Je voudrais monter qu'il y a des temporalités en histoire des idéologies, qui sont infiniment plus longues que les apparentes ruptures. Ne pas vouloir voir ces temporalités longues reviendrait à soutenir la thèse des idéologies comme superstructures, qui s'effondrent avec la disparition de leur base économique, la chute du Mur suffirait alors à produire une idéologie aussi différente de l'ancienne que la base économique du capitalisme libéral quasi sauvage qu'on connaît actuellement l'est de l'ancienne base d'économie planifiée.

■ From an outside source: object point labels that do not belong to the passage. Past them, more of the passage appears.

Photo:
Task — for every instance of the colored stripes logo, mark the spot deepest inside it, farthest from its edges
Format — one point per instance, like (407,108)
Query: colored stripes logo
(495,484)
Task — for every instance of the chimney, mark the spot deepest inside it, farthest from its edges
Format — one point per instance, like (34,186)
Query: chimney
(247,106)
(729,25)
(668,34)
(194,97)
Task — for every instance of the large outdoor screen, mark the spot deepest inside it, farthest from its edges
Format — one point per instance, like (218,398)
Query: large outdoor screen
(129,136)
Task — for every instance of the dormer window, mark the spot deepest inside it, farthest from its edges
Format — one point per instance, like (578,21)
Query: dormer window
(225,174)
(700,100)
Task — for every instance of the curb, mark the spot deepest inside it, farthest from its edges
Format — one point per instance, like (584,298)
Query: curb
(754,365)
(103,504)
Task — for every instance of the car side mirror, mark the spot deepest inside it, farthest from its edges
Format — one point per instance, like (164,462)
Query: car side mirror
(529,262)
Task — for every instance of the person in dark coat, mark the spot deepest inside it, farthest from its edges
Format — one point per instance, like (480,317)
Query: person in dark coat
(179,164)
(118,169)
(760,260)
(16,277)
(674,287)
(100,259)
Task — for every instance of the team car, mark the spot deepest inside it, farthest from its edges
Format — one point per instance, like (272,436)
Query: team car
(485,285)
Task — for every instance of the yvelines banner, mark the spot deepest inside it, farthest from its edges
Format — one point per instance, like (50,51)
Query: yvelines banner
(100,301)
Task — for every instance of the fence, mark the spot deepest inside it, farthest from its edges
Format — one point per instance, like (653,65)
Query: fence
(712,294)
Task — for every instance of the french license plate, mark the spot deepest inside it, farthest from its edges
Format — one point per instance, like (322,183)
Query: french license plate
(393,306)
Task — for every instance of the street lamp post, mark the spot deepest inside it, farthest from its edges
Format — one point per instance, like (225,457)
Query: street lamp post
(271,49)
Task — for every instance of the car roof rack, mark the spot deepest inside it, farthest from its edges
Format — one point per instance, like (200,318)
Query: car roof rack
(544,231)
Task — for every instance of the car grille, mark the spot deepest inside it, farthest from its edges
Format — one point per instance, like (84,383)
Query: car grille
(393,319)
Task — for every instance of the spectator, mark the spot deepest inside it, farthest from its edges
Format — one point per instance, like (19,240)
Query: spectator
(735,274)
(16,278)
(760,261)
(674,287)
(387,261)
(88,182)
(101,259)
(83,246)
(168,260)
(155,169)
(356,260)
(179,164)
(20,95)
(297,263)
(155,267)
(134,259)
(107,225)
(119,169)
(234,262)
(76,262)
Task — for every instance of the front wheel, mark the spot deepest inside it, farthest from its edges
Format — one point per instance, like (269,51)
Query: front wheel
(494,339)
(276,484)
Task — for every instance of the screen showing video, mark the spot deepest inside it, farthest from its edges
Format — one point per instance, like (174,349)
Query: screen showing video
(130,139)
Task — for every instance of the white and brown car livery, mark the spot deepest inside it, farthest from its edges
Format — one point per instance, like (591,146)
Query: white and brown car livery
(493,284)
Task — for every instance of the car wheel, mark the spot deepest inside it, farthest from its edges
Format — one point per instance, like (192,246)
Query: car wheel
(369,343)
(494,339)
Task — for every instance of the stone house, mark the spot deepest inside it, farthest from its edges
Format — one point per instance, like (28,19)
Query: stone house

Je pense que le travail sur la langue en Russie actuellement, malgré l'évidente diversité des problématiques et des écoles, peut s'interpréter comme un décalage étonnant à partir de deux sources : le romantisme allemand et le néo-platonisme. Il est donc nécessaire de remonter beaucoup plus loin, d'aller beaucoup plus lentement, et de ne pas s'arrêter à la surface des choses et des apparences.

 

A la différence de l'Europe occidentale, la linguistique est une discipline prestigieuse en Russie. De jeunes chercheurs font des thèses, de nombreux instituts organisent des projets de recherche; malgré les difficultés matérielles, malgré des salaires extrêmement bas, énormément d'enseignants et de chercheurs publient, organisent des colloques, des séminaires; de nouvelles revues de linguistique apparaissent, non seulement dans les «deux capitales», mais encore dans des universités de province; des subsides des différentes fondations de subvention de la recherche sont accordées à des projets en linguistique. Il y a ainsi un intérêt social important autour de la linguistique et de la réflexion sur la langue.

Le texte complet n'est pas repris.